2.2 L’intégration des technologies en contexte universitaire

Dans le domaine de l’intégration des technologies en pédagogie universitaire, Karsenti, Savoie-Zajc et Larose (2001) mentionnent qu’une telle intégration a pour but de favoriser et de faciliter l’apprentissage : elle passe alors par une transformation de la pratique pédagogique. Cette dernière se définit comme le concept opératoire de l’agencement spécifique et personnel d’attitudes, d’activités et d’interventions particulières à chaque situation pédagogique, mais aussi comme le reflet de qualités personnelles de l’enseignant exprimées dans l’acte éducatif. Une telle définition fait porter l’intégration des technologies de l’information et de la communication aux pratiques pédagogiques sur trois niveaux : sur le plan des pratiques anticipatives (préparation ou planification de l’enseignement) ; sur le plan des pratiques effectives (pratiques en salle de classe, réelles ou virtuelles) ; et sur le plan des pratiques réflexives (autoévaluation de son enseignement et amélioration continue de sa pratique). Toute nouvelle pratique intégrant les TIC peut s’évaluer suivant des éléments observables – comportements, actions, etc. – ou encore selon des éléments non observables – croyances, préconceptions, etc.

Dans une autre publication, Karsenti et Brodeur (2005) concluent sur la nécessité d’associer la recherche sur l’intégration de l’informatique à une recherche sur les fondements, les orientations et les facteurs affectant la pratique pédagogique.
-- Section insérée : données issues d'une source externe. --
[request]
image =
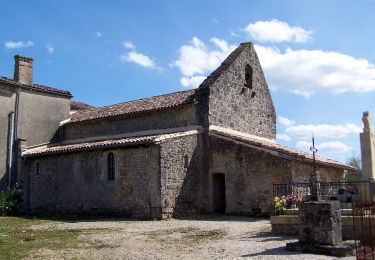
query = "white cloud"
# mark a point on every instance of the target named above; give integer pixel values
(138, 58)
(306, 72)
(18, 45)
(284, 121)
(197, 59)
(277, 31)
(323, 130)
(129, 45)
(335, 147)
(50, 48)
(283, 137)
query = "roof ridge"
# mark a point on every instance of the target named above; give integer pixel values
(145, 98)
(36, 87)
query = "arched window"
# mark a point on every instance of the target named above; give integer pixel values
(248, 77)
(186, 161)
(37, 169)
(111, 166)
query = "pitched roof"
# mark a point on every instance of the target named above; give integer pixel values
(224, 65)
(270, 145)
(58, 148)
(36, 87)
(77, 105)
(142, 105)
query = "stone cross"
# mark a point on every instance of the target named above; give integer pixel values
(315, 177)
(366, 119)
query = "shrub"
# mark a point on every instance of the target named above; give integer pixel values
(8, 201)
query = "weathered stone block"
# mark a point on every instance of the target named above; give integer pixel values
(320, 222)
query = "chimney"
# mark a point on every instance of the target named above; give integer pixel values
(23, 69)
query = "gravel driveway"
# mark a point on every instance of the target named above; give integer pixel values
(202, 237)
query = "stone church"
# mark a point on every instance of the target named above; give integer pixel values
(211, 149)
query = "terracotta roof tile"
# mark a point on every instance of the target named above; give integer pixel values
(142, 105)
(261, 142)
(58, 148)
(36, 87)
(76, 105)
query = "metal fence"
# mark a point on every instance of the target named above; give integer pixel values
(345, 192)
(364, 230)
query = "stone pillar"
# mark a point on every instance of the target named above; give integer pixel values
(320, 223)
(315, 186)
(367, 149)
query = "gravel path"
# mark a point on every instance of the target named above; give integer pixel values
(198, 238)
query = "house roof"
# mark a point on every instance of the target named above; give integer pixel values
(77, 105)
(271, 145)
(58, 148)
(224, 65)
(36, 87)
(142, 105)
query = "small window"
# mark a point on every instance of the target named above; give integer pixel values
(37, 169)
(111, 166)
(186, 161)
(248, 77)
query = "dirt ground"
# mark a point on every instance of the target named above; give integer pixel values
(202, 237)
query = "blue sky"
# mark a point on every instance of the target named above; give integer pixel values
(317, 56)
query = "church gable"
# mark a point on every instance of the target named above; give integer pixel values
(239, 97)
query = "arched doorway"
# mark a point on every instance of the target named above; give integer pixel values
(218, 192)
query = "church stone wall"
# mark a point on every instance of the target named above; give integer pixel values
(181, 171)
(250, 174)
(40, 115)
(78, 183)
(7, 104)
(178, 117)
(239, 107)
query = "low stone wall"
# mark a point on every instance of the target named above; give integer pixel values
(288, 225)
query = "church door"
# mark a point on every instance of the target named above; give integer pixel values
(219, 192)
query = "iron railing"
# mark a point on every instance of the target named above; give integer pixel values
(343, 191)
(364, 230)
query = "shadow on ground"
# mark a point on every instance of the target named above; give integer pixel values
(267, 237)
(73, 218)
(273, 251)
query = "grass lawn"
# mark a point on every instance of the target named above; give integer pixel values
(18, 240)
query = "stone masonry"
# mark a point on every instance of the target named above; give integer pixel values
(212, 149)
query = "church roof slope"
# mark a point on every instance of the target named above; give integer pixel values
(36, 87)
(271, 145)
(58, 148)
(142, 105)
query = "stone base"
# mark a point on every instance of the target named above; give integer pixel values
(345, 248)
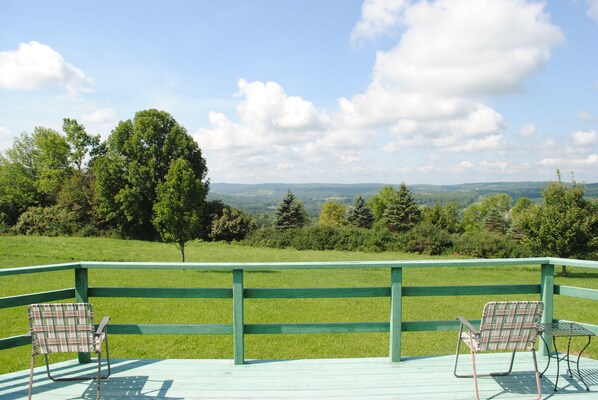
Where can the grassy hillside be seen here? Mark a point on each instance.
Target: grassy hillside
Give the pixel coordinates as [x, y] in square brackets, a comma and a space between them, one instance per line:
[23, 251]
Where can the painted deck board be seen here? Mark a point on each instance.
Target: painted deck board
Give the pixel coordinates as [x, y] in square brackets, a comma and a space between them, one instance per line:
[358, 378]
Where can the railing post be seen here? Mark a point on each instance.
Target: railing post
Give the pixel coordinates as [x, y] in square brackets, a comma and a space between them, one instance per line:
[81, 285]
[238, 318]
[547, 296]
[396, 317]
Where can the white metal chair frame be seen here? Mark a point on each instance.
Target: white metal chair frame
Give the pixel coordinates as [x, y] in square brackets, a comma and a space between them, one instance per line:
[507, 325]
[66, 328]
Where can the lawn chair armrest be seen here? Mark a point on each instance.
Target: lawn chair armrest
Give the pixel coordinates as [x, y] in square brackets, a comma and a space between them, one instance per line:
[102, 326]
[468, 325]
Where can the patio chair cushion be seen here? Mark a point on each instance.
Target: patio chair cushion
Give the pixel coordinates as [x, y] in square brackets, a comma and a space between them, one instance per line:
[62, 328]
[508, 326]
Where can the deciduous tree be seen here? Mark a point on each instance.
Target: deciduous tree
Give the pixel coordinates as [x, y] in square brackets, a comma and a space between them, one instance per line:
[139, 154]
[333, 213]
[179, 206]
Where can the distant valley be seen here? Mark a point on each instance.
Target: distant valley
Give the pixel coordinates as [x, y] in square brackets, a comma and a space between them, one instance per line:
[264, 198]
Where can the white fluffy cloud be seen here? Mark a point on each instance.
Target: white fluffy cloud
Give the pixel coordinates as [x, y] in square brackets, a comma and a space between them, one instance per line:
[452, 53]
[378, 17]
[584, 138]
[35, 65]
[428, 91]
[527, 130]
[100, 116]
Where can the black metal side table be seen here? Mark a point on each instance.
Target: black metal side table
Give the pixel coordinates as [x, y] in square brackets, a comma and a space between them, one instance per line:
[564, 329]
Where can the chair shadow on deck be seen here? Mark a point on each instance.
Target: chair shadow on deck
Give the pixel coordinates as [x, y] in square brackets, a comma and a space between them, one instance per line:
[138, 387]
[524, 383]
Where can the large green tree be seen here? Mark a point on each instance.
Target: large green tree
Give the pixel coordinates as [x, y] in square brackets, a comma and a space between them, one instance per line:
[179, 207]
[290, 213]
[564, 224]
[138, 156]
[32, 172]
[401, 213]
[359, 214]
[333, 213]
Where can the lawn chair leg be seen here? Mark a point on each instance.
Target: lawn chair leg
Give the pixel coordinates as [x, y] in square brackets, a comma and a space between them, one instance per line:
[475, 376]
[457, 353]
[538, 383]
[31, 375]
[99, 375]
[490, 374]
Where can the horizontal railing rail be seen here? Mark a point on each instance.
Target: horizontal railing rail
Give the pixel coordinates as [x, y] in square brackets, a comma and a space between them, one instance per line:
[395, 291]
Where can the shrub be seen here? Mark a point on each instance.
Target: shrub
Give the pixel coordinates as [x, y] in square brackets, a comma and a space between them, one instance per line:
[427, 238]
[489, 245]
[46, 221]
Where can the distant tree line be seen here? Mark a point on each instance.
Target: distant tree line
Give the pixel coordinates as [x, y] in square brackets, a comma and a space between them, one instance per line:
[563, 224]
[148, 181]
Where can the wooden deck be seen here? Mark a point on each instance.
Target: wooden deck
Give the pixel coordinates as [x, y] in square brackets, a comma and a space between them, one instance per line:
[358, 378]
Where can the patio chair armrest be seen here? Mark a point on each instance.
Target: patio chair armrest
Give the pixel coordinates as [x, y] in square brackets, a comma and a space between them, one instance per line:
[468, 325]
[102, 326]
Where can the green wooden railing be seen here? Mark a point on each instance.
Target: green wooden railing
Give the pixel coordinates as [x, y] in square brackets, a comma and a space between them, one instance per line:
[238, 293]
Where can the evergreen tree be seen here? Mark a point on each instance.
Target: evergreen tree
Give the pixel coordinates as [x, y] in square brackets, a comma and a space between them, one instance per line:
[565, 224]
[495, 222]
[402, 213]
[290, 213]
[359, 214]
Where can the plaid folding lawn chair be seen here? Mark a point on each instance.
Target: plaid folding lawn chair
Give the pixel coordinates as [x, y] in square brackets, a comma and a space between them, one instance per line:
[505, 325]
[66, 328]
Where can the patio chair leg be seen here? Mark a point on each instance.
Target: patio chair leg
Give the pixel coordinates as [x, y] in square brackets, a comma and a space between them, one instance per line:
[73, 378]
[538, 383]
[475, 376]
[99, 375]
[490, 374]
[31, 375]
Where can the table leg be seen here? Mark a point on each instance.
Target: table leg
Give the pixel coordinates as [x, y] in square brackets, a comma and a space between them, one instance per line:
[558, 362]
[549, 356]
[569, 352]
[578, 358]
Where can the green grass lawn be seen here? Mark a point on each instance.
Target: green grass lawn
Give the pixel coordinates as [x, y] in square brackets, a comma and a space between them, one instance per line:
[18, 251]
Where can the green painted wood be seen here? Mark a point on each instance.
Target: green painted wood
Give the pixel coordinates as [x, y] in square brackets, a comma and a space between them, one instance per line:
[41, 297]
[36, 269]
[323, 327]
[162, 293]
[547, 297]
[81, 285]
[396, 313]
[258, 266]
[170, 329]
[14, 341]
[469, 290]
[591, 327]
[238, 318]
[434, 326]
[81, 296]
[571, 262]
[580, 293]
[316, 293]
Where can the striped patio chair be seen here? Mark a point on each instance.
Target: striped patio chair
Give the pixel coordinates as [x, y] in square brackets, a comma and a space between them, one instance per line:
[66, 328]
[505, 325]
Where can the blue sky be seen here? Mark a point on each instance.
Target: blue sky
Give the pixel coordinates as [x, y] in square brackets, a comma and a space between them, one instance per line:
[347, 91]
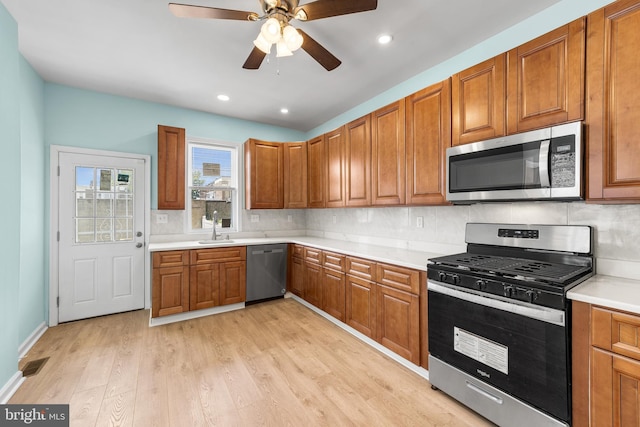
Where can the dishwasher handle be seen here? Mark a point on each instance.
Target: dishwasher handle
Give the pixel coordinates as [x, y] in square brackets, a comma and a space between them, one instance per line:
[267, 251]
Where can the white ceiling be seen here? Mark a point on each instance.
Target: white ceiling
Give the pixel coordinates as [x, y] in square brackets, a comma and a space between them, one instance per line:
[138, 49]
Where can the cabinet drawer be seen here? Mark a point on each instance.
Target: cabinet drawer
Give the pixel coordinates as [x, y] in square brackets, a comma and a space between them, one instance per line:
[170, 258]
[297, 251]
[204, 256]
[616, 331]
[361, 268]
[312, 255]
[333, 261]
[404, 279]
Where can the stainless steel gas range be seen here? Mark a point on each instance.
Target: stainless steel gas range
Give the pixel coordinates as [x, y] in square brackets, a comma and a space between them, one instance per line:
[499, 320]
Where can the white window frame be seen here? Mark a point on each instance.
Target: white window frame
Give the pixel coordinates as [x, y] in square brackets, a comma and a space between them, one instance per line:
[236, 170]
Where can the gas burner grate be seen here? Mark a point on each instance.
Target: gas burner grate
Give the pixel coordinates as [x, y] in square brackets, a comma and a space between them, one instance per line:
[524, 268]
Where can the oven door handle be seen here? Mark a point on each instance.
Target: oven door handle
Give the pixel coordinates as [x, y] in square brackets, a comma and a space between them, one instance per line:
[549, 315]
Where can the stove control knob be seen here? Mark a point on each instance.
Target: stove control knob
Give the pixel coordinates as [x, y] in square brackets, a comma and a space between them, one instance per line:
[508, 291]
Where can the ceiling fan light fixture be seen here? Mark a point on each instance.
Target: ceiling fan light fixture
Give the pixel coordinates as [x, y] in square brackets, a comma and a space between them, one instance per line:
[271, 30]
[261, 43]
[292, 38]
[282, 49]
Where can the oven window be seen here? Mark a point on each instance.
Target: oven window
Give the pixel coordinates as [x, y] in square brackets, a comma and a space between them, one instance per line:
[508, 168]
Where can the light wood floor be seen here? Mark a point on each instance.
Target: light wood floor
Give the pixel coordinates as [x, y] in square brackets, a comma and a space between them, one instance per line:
[271, 364]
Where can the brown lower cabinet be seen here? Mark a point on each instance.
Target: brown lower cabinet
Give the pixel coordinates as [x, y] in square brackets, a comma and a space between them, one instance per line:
[379, 300]
[195, 279]
[606, 366]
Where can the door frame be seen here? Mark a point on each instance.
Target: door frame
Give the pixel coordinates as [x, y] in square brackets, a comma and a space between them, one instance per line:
[54, 195]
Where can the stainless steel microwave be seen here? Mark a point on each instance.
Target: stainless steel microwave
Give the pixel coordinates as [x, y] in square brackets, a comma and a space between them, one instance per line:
[544, 164]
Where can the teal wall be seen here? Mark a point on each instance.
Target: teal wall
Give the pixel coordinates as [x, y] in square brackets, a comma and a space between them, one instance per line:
[11, 192]
[553, 17]
[35, 115]
[33, 264]
[81, 118]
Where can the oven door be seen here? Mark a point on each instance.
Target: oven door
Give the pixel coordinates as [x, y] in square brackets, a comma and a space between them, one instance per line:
[518, 348]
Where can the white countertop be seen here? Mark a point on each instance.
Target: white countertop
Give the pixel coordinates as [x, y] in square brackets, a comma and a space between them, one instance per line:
[396, 256]
[609, 291]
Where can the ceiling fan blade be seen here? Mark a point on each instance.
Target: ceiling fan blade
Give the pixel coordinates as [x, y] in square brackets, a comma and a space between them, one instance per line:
[190, 11]
[254, 60]
[326, 8]
[319, 53]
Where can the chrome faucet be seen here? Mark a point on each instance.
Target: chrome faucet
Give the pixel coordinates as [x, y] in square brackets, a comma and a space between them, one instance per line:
[214, 236]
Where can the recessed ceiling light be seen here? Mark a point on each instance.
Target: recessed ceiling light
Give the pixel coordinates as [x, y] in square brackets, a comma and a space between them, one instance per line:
[384, 39]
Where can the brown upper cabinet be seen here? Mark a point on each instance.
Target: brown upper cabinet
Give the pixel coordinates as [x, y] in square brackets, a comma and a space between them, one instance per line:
[428, 134]
[388, 156]
[171, 183]
[358, 162]
[478, 101]
[264, 174]
[545, 79]
[613, 107]
[316, 172]
[295, 175]
[334, 146]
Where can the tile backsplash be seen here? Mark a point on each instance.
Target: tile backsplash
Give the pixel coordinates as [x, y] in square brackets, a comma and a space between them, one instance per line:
[616, 227]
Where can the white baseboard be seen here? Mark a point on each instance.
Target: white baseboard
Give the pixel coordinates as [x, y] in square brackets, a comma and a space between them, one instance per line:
[401, 360]
[31, 340]
[11, 387]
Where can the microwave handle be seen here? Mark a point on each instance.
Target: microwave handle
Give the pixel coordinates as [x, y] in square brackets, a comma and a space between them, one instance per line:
[543, 164]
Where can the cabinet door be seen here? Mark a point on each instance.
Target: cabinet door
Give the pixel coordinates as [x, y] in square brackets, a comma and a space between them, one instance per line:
[204, 286]
[335, 168]
[295, 175]
[333, 293]
[358, 162]
[478, 102]
[398, 322]
[264, 175]
[171, 178]
[316, 159]
[296, 281]
[615, 381]
[545, 80]
[313, 284]
[388, 155]
[613, 106]
[170, 291]
[233, 282]
[360, 311]
[428, 134]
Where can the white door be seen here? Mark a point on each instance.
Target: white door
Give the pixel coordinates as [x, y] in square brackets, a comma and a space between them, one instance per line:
[101, 243]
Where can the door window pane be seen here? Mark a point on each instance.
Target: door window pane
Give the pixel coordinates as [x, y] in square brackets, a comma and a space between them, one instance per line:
[104, 205]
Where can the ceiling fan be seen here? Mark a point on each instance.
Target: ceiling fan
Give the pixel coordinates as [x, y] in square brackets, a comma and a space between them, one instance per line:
[276, 29]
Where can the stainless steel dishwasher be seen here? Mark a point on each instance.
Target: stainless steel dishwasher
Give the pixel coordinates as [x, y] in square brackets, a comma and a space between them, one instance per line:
[266, 272]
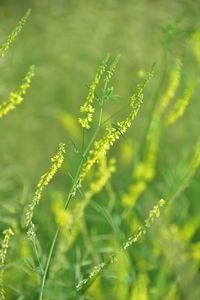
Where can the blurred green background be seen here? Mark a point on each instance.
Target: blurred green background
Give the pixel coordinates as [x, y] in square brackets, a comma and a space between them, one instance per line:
[66, 40]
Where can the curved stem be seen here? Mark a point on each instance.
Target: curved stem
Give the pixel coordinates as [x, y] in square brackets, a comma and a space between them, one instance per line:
[66, 206]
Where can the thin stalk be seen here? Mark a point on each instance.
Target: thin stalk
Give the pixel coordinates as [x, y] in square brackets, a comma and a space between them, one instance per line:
[37, 256]
[66, 206]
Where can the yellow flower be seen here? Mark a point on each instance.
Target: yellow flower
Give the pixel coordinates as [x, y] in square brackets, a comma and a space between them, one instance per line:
[57, 161]
[87, 106]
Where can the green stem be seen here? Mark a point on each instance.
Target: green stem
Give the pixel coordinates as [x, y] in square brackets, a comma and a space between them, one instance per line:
[66, 206]
[37, 256]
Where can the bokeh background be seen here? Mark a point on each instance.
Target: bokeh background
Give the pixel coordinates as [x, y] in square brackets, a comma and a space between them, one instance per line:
[66, 41]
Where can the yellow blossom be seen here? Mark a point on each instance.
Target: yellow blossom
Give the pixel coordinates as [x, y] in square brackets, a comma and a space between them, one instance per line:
[57, 161]
[14, 33]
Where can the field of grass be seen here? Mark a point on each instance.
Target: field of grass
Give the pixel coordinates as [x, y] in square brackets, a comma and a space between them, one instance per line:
[99, 150]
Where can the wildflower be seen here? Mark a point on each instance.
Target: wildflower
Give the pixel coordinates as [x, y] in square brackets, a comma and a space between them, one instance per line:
[18, 96]
[57, 161]
[142, 230]
[111, 70]
[87, 107]
[3, 252]
[179, 107]
[173, 84]
[102, 146]
[14, 33]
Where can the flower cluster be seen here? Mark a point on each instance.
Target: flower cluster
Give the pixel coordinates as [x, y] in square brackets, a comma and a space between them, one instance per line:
[87, 107]
[112, 134]
[173, 84]
[142, 230]
[18, 96]
[3, 252]
[14, 33]
[179, 107]
[144, 170]
[57, 161]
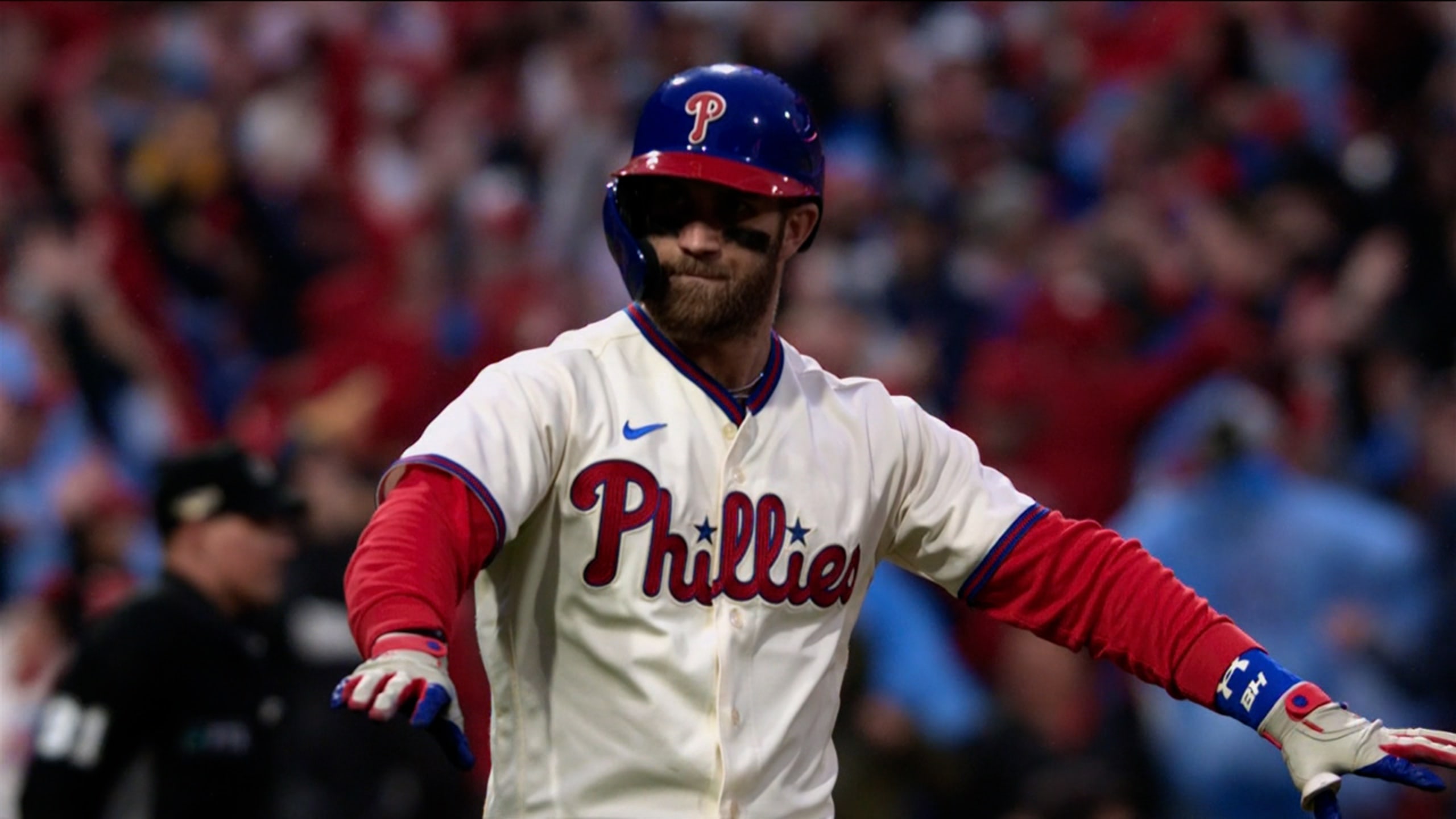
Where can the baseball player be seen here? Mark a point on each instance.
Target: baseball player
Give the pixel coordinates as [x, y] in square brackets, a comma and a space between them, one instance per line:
[670, 519]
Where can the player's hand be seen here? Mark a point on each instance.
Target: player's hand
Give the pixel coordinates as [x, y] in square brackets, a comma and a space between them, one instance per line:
[1322, 741]
[410, 669]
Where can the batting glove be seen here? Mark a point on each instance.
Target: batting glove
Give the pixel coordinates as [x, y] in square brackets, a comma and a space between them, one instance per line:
[410, 668]
[1322, 741]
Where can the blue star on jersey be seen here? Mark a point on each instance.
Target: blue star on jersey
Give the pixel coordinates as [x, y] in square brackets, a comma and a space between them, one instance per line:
[705, 532]
[797, 532]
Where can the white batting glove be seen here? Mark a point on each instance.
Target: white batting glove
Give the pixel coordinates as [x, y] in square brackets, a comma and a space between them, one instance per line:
[1322, 741]
[410, 668]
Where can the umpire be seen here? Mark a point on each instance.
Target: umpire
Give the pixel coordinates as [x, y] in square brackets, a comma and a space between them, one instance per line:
[169, 707]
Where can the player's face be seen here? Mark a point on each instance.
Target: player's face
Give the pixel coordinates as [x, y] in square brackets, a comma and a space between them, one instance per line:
[721, 253]
[250, 557]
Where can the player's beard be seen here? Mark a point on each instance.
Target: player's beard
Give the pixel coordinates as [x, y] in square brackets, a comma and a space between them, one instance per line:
[704, 304]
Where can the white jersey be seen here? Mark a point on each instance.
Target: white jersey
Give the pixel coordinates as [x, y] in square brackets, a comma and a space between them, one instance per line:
[666, 623]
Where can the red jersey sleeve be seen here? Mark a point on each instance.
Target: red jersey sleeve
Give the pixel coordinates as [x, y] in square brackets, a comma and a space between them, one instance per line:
[1082, 585]
[417, 557]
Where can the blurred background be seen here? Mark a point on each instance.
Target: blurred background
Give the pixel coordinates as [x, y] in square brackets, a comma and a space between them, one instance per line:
[1186, 268]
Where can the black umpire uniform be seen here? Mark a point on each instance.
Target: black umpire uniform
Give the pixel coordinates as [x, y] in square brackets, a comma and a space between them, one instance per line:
[169, 707]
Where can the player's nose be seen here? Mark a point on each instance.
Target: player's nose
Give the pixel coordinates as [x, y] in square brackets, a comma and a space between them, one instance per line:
[701, 239]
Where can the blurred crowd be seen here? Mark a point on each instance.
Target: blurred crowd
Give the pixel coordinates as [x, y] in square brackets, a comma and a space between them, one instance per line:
[1187, 268]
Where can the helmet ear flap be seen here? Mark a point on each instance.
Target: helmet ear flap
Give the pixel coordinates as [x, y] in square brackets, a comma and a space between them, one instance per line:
[634, 257]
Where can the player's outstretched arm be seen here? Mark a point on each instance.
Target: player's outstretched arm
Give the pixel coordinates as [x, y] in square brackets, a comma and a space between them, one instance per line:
[412, 564]
[1082, 585]
[1322, 741]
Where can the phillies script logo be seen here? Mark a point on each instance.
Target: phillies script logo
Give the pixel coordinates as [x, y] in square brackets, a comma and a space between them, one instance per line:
[705, 107]
[750, 531]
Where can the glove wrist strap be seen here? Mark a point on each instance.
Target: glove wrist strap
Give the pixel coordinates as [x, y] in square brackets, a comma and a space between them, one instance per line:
[1251, 687]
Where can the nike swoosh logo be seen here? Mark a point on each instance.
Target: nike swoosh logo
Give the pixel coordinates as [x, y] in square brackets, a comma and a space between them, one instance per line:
[632, 433]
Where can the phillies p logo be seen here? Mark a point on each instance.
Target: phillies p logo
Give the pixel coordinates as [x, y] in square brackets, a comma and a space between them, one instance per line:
[705, 107]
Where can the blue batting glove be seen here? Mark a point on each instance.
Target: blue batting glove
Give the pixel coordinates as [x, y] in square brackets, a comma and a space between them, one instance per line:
[1322, 741]
[410, 668]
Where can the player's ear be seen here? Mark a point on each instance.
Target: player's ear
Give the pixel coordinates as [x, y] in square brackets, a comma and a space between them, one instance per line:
[799, 226]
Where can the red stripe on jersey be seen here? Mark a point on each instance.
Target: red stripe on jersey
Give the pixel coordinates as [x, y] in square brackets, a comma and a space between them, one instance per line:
[1081, 585]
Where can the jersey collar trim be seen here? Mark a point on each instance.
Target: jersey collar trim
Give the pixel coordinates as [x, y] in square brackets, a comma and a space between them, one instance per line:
[756, 401]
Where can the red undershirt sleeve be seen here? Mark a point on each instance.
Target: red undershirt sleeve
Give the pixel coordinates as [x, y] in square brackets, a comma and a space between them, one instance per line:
[1082, 585]
[417, 557]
Certaines études s’intéressent aux éléments non observables qualifiant la pratique pédagogique. Par exemple, Leclerc (2007) propose une typologie des enseignants selon des prédispositions psychologiques pour la pratique : les initiateurs, les hésitants, les réfractaires, etc. Si l’étude se focalise sur l’aspect non observable des enseignants, elle reste néanmoins dans l’analyse de facteurs internes, sans s’intéresser à l’école dans son ensemble comme système. Pour leur part, Coen et Schumacher (2006) proposent un outil d’analyse de l’intégration des technologies qui comprend les caractéristiques psychologiques et pédagogiques des enseignants. Dans ce cas, malgré une prise en compte des caractéristiques sociales, l’outil ne permet d’évaluer que la classe et non l’institution dans son ensemble comme système influençant l’intégration.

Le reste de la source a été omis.